Exploring Australia, town by town

Wahgunyah VIC

Wahgunyah

Postcode: 3687

Wahgunyah is a small town in northeastern Victoria, Australia. It is located on the southern bank of the Murray River, across from Corowa, New South Wales. Wahgunyah is approximately 9 km north of Rutherglen and 50 km west of Albury and Wodonga. At the 2001 census, Wahgunyah had a population of 700.

The main factory of Goodman Fielder’s breakfast cereal arm Uncle Tobys is on the outskirts of Wahgunyah.

The land around Wahgunyah was once occupied by the Whroo people, a subgroup of the Bangerang tribe. Charles Sturt explored the Murray River area in 1829-30 and, in 1838, led a droving party with 300 head of cattle through the district, en route to South Australia. It was also in 1838 that the party of John Foord set off from Yass with 1000 head of cattle, in search of fresh grazing land. Consequently, Foord and three business partners took up the 30 000-acre run known as ‘Wahgunyah’ (said to mean ‘big camp’) on the southern side of the river.

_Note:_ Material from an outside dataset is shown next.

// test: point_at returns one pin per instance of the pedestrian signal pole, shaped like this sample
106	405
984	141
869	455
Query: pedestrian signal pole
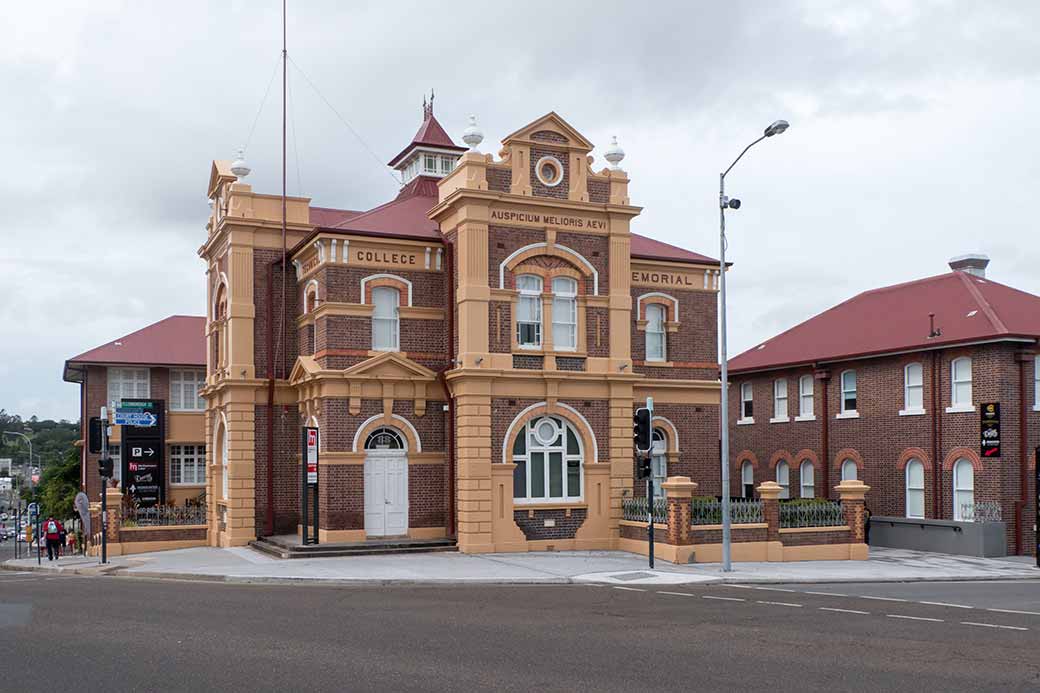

Gold was discovered on Foord’s property, to the south of Wahgunyah, in 1858, leading to a major but short-lived goldrush. Initially known as Wahgunyah Rush, this became the town of Rutherglen.

The growing traffic of goods and people soon led to the accretion of a settlement on the northern bank. Foord purchased this land from the NSW government, had it surveyed and laid out in 1859 as North Wahgunyah, later renamed Corowa, although it was the southern settlement that initially prospered.